## Script for converting a tree of life from the Tree of Life Project in xml to a networkx graph and to a graphml file

This script convert a Tree of life from an xml format to a networkx graph then to several file formats (json, graphml).
The original data can be found here http://tolweb.org/tree/home.pages/downloadtree.html
The xml file available on the above website is licenced under the Attribution Creative Commons 3.0 https://creativecommons.org/licenses/by/3.0/, the copyright is owned by the Tree Of Life Project.

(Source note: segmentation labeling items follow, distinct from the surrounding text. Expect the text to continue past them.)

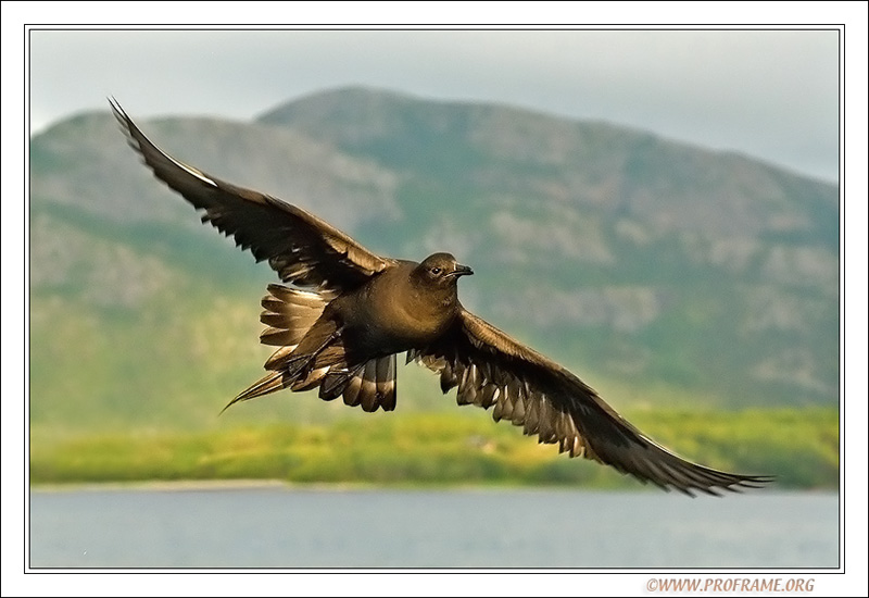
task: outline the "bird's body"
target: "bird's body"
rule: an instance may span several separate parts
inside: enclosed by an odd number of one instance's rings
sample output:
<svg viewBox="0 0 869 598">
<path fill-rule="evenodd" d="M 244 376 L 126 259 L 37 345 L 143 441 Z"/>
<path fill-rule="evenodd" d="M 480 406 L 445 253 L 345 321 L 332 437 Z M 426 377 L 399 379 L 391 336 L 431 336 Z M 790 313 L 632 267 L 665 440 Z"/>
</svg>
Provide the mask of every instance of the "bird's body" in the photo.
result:
<svg viewBox="0 0 869 598">
<path fill-rule="evenodd" d="M 267 261 L 290 286 L 269 285 L 261 335 L 276 347 L 266 375 L 229 404 L 289 388 L 318 388 L 365 411 L 395 408 L 396 354 L 406 352 L 457 388 L 459 404 L 492 408 L 539 441 L 557 444 L 641 482 L 692 494 L 754 487 L 769 478 L 713 470 L 660 447 L 579 377 L 462 307 L 471 270 L 450 253 L 417 263 L 383 258 L 315 215 L 237 187 L 154 146 L 117 103 L 112 110 L 154 175 L 209 222 Z M 229 407 L 229 406 L 227 406 Z"/>
</svg>

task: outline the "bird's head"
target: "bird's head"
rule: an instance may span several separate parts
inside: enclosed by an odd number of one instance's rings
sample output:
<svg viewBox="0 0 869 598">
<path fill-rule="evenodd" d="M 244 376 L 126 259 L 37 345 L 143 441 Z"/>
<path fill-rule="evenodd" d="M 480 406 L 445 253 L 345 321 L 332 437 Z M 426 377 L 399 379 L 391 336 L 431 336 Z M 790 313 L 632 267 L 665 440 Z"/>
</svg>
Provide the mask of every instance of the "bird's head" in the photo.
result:
<svg viewBox="0 0 869 598">
<path fill-rule="evenodd" d="M 417 279 L 437 287 L 455 286 L 458 277 L 466 274 L 474 274 L 474 271 L 459 264 L 450 253 L 433 253 L 414 270 Z"/>
</svg>

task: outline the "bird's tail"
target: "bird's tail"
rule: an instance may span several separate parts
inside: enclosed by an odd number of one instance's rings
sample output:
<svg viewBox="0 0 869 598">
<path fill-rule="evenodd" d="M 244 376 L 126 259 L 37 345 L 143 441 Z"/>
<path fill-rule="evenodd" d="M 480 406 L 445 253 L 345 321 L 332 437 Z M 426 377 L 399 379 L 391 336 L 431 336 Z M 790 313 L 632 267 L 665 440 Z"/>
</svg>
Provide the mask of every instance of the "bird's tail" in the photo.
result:
<svg viewBox="0 0 869 598">
<path fill-rule="evenodd" d="M 324 400 L 343 396 L 349 406 L 365 411 L 395 408 L 395 356 L 361 361 L 348 356 L 341 331 L 320 317 L 328 300 L 315 292 L 269 285 L 260 316 L 268 327 L 260 335 L 264 345 L 279 348 L 266 361 L 263 378 L 242 390 L 224 411 L 284 388 L 310 390 L 319 386 Z"/>
</svg>

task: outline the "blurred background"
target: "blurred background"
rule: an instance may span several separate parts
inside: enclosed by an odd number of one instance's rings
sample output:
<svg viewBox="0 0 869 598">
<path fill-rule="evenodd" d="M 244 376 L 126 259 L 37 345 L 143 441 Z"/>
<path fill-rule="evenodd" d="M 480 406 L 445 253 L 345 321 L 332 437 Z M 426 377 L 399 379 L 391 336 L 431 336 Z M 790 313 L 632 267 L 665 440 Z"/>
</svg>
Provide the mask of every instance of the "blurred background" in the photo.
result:
<svg viewBox="0 0 869 598">
<path fill-rule="evenodd" d="M 261 376 L 277 277 L 139 163 L 113 96 L 173 157 L 374 251 L 453 252 L 477 274 L 468 309 L 677 452 L 821 491 L 809 511 L 832 519 L 810 535 L 829 541 L 793 562 L 835 565 L 839 30 L 28 42 L 32 484 L 642 488 L 457 408 L 413 364 L 394 413 L 285 393 L 218 418 Z M 791 507 L 773 511 L 805 521 Z M 59 550 L 40 562 L 88 562 Z"/>
</svg>

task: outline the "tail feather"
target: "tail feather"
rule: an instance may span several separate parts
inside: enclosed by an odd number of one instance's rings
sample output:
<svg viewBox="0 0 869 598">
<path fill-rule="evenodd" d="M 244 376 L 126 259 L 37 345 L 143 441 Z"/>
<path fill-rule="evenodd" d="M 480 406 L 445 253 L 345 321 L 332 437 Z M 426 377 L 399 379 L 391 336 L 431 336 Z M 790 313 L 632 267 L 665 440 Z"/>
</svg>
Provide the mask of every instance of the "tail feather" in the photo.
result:
<svg viewBox="0 0 869 598">
<path fill-rule="evenodd" d="M 324 400 L 343 396 L 344 403 L 365 411 L 395 409 L 394 354 L 360 362 L 347 354 L 337 323 L 322 317 L 327 298 L 282 285 L 268 285 L 268 292 L 260 316 L 267 327 L 260 339 L 277 347 L 265 362 L 270 372 L 242 390 L 224 411 L 284 388 L 297 391 L 318 386 Z"/>
</svg>

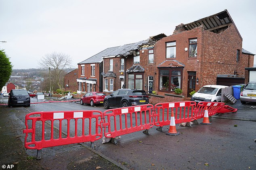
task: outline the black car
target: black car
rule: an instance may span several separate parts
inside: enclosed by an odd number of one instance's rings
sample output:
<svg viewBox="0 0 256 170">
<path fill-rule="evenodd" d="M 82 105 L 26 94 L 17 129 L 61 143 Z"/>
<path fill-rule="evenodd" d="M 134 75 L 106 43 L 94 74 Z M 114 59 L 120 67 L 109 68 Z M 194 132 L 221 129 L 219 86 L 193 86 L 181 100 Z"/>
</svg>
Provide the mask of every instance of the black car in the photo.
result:
<svg viewBox="0 0 256 170">
<path fill-rule="evenodd" d="M 8 106 L 30 106 L 30 98 L 25 90 L 13 89 L 9 93 Z"/>
<path fill-rule="evenodd" d="M 105 97 L 105 109 L 110 107 L 124 107 L 149 104 L 149 96 L 141 90 L 118 89 Z"/>
</svg>

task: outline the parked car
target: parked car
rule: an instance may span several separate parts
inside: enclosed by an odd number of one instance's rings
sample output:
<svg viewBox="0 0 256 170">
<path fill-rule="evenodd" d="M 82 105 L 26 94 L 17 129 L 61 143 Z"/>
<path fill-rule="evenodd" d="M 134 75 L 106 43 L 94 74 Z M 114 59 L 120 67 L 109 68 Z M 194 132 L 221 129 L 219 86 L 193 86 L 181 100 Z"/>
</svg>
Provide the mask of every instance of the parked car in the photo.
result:
<svg viewBox="0 0 256 170">
<path fill-rule="evenodd" d="M 242 104 L 256 102 L 256 81 L 249 82 L 244 86 L 240 94 L 240 101 Z"/>
<path fill-rule="evenodd" d="M 94 106 L 95 104 L 103 104 L 106 94 L 102 92 L 89 92 L 81 98 L 80 104 L 90 104 L 91 106 Z"/>
<path fill-rule="evenodd" d="M 228 87 L 216 85 L 204 86 L 192 95 L 190 100 L 197 103 L 202 101 L 220 102 L 222 89 Z"/>
<path fill-rule="evenodd" d="M 28 94 L 29 95 L 29 96 L 31 97 L 34 97 L 36 96 L 36 94 L 34 94 L 33 93 L 33 92 L 28 92 Z"/>
<path fill-rule="evenodd" d="M 37 93 L 36 93 L 36 98 L 37 98 L 37 96 L 38 95 L 44 95 L 44 93 L 42 93 L 42 92 L 38 92 Z"/>
<path fill-rule="evenodd" d="M 30 106 L 30 97 L 25 90 L 13 89 L 9 93 L 8 106 Z"/>
<path fill-rule="evenodd" d="M 128 107 L 149 104 L 149 96 L 141 90 L 118 89 L 107 96 L 104 101 L 105 109 L 112 107 Z"/>
<path fill-rule="evenodd" d="M 3 96 L 9 96 L 9 93 L 3 93 Z"/>
</svg>

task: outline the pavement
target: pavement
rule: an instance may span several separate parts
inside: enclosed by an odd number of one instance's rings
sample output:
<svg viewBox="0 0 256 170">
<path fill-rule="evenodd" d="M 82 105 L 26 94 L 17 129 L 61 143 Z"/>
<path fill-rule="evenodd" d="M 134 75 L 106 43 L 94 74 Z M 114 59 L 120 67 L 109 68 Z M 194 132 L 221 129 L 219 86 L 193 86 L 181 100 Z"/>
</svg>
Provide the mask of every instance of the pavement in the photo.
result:
<svg viewBox="0 0 256 170">
<path fill-rule="evenodd" d="M 100 140 L 94 150 L 88 142 L 43 148 L 39 160 L 36 151 L 24 148 L 22 131 L 24 115 L 34 106 L 0 106 L 0 165 L 2 170 L 4 165 L 22 170 L 256 169 L 256 104 L 228 105 L 237 111 L 213 116 L 210 125 L 177 125 L 179 135 L 165 135 L 154 127 L 151 136 L 124 135 L 117 145 Z"/>
</svg>

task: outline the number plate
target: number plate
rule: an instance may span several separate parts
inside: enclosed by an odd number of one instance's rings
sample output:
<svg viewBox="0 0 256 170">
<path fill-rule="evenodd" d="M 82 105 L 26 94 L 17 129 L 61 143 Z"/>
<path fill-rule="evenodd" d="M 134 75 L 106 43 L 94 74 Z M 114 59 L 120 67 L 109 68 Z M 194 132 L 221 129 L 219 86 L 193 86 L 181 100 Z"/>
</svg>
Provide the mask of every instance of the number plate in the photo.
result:
<svg viewBox="0 0 256 170">
<path fill-rule="evenodd" d="M 247 94 L 247 96 L 249 97 L 256 97 L 256 94 Z"/>
</svg>

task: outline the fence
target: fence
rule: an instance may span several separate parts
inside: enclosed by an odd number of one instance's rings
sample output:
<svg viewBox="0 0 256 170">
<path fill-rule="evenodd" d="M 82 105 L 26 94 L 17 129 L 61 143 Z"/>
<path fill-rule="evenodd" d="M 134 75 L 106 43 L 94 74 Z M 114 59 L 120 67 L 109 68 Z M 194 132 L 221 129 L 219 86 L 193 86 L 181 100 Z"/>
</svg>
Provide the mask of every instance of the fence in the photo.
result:
<svg viewBox="0 0 256 170">
<path fill-rule="evenodd" d="M 90 141 L 93 148 L 94 141 L 103 137 L 103 128 L 105 137 L 111 139 L 142 130 L 151 135 L 149 130 L 154 125 L 164 131 L 162 127 L 170 125 L 172 111 L 178 124 L 202 118 L 206 108 L 209 116 L 237 111 L 223 106 L 223 103 L 202 102 L 197 106 L 195 102 L 188 101 L 116 108 L 103 113 L 98 111 L 31 113 L 25 116 L 25 147 L 37 150 L 37 159 L 41 158 L 41 150 L 45 147 Z"/>
</svg>

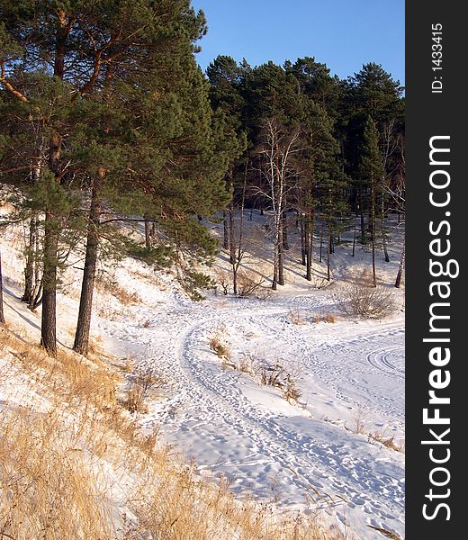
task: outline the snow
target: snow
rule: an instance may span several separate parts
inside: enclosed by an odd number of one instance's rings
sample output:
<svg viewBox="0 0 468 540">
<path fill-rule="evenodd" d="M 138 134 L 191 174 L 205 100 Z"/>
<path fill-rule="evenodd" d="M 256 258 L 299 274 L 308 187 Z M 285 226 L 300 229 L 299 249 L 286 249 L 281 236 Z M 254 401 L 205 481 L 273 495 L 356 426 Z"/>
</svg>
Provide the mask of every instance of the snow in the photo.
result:
<svg viewBox="0 0 468 540">
<path fill-rule="evenodd" d="M 258 242 L 245 263 L 259 273 L 269 259 L 262 219 L 248 223 Z M 379 277 L 389 290 L 401 234 L 395 228 L 392 262 L 379 261 Z M 5 316 L 37 338 L 39 315 L 18 301 L 21 245 L 12 243 L 14 236 L 4 234 L 1 240 Z M 297 242 L 292 231 L 295 255 Z M 290 256 L 288 284 L 268 299 L 210 294 L 202 302 L 187 299 L 170 274 L 155 274 L 127 259 L 112 270 L 112 279 L 141 302 L 122 308 L 98 292 L 94 338 L 122 362 L 130 358 L 136 373 L 162 377 L 163 389 L 139 420 L 143 429 L 158 429 L 164 440 L 194 458 L 201 473 L 225 476 L 236 492 L 274 502 L 278 511 L 322 510 L 359 538 L 382 537 L 369 526 L 403 537 L 404 454 L 371 436 L 404 444 L 404 313 L 397 309 L 381 321 L 342 317 L 335 298 L 339 283 L 368 266 L 370 256 L 359 249 L 351 257 L 345 245 L 332 257 L 335 283 L 328 287 L 323 264 L 314 266 L 316 277 L 309 284 L 302 277 L 303 267 Z M 218 256 L 214 266 L 227 269 L 226 257 Z M 67 276 L 58 336 L 69 346 L 80 274 L 71 269 Z M 392 291 L 400 308 L 404 292 Z M 301 315 L 300 324 L 292 313 Z M 337 322 L 312 318 L 328 313 Z M 226 365 L 210 349 L 214 335 L 233 364 L 243 358 L 278 361 L 302 392 L 298 402 L 288 402 L 280 389 L 260 384 L 257 376 Z"/>
</svg>

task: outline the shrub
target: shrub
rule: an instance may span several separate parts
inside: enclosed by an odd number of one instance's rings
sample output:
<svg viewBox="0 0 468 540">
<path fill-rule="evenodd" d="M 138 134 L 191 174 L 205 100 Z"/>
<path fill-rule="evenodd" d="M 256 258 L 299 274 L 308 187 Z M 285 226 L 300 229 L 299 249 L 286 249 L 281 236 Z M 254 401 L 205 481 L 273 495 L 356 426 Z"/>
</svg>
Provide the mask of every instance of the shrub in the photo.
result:
<svg viewBox="0 0 468 540">
<path fill-rule="evenodd" d="M 265 277 L 256 275 L 249 270 L 243 270 L 238 274 L 238 294 L 239 296 L 261 297 Z"/>
<path fill-rule="evenodd" d="M 384 319 L 395 308 L 393 296 L 384 287 L 351 284 L 342 287 L 336 295 L 343 315 L 360 319 Z"/>
</svg>

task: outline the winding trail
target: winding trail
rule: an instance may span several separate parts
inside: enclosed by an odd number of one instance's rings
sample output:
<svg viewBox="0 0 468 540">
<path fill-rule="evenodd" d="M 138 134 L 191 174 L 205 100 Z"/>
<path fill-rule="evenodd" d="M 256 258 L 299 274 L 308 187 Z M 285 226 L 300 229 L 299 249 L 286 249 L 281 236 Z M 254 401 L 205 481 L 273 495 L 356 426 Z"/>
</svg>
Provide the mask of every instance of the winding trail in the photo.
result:
<svg viewBox="0 0 468 540">
<path fill-rule="evenodd" d="M 319 295 L 275 304 L 175 297 L 157 312 L 140 308 L 125 327 L 108 322 L 104 330 L 134 353 L 137 370 L 168 381 L 169 397 L 142 418 L 143 427 L 160 426 L 202 471 L 226 475 L 234 490 L 279 508 L 321 508 L 360 538 L 382 538 L 368 525 L 402 536 L 403 454 L 346 428 L 364 403 L 378 425 L 404 429 L 402 322 L 320 331 L 324 325 L 288 320 L 292 308 L 323 305 Z M 249 352 L 290 362 L 308 404 L 290 405 L 276 390 L 223 369 L 208 346 L 220 328 L 233 356 Z M 314 410 L 319 403 L 340 418 L 327 421 Z"/>
</svg>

Copyright 2017 Benjamin Ricaud

Licensed under the Apache License, Version 2.0 (the "License");
you may not use this file except in compliance with the License.
You may obtain a copy of the License at

    http://www.apache.org/licenses/LICENSE-2.0

Unless required by applicable law or agreed to in writing, software
distributed under the License is distributed on an "AS IS" BASIS,
WITHOUT WARRANTIES OR CONDITIONS OF ANY KIND, either express or implied.
See the License for the specific language governing permissions and
limitations under the License.

In [None]:
# Tools for parsing xml
import xml.etree.ElementTree as ET

In [None]:
# Load the xml file
# If there are error during the loading, make sure the file is encoded in UTF8
# You may have to open it with a text editor and save it with encoding UTF8
xml_file_to_load = '../data/tolskeletaldumpUTF8.xml'
tree = ET.parse(xml_file_to_load)

In [None]:
# The data will be loaded in a networkx graph
# The networkx module can be installed using 'pip install networkx'
import networkx as nx

In [None]:
# Code for the tree construction
# read the data in variable 'tree'
# Create the graph from the data
# Load the node and their properties in a NetworkX graph
# Create the edges and assign a default weight of 1 to each of them.
i=1
G = nx.DiGraph()
root = tree.getroot()
for livingElement in root.iter('NODE'):
    name = livingElement.find('NAME').text
    data_dic = livingElement.attrib
    node_id = data_dic['ID']
    if name == None:
        name = 'None'
    data_dic['name'] = name
    if not G.has_node(node_id):
        G.add_nodes_from([(node_id,data_dic)])
    if data_dic['CHILDCOUNT']!='0':
        for child in livingElement[1]:
            child_name = child.find('NAME').text
            child_data_dic = child.attrib
            child_id = child_data_dic['ID']
            if child_name == None:
                child_name = 'None'
            child_data_dic['name'] = child_name
            #print(child_name,child_data_dic)
            if not G.has_node(child_id):
                G.add_nodes_from([(child_id,child_data_dic)])
            if G.has_edge(node_id,child_id):
                print('found existing edge',name,child_name)
                print('data: ',data_dic,child_data_dic)
            G.add_edge(node_id,child_id,weight=1)
            i+=1
print('Number of nodes processed:',i)
print('Number of nodes in the graph:',G.number_of_nodes())
print('Number of edges in the graph:',G.number_of_edges())
print('The graph is a tree?',nx.is_tree(G))

In [None]:
# Find the root node, the only one that has in_degree 0
root_node_list = [n for n,d in G.in_degree() if d==0] 
root_node_id = root_node_list[0]
print('Root node id:',root_node_id)

In [None]:
# Details about the root node
print(G.nodes[root_node_id])
print('Degree:',G.degree(root_node_id))
print('Successors: ',[G.nodes[node]['name'] for node in G.successors(root_node_id)])

In [None]:
# Details about a particular node
start_node_id = '16421' # Homo sapiens
node_data = G.nodes[start_node_id]
print(node_data['ID'], node_data['name'])
node_id = start_node_id
print('Ancestors:')
for p in range(200):
    predecessors = list(G.predecessors(node_id))
    node_data = G.nodes[predecessors[0]]
    #print(pred_data)
    print(node_data['ID'], node_data['name'])
    node_id = node_data['ID']
    if node_id == root_node_id:
        break

In [None]:
# Saving the graph in json format
from networkx.readwrite import json_graph
import json
with open('../data/treeoflife.json', 'w') as outfile1:
    outfile1.write(json.dumps(json_graph.node_link_data(G)))

In [None]:
# Saving the graph in graphML format
nx.write_graphml(G, "../data/treeoflife.graphml")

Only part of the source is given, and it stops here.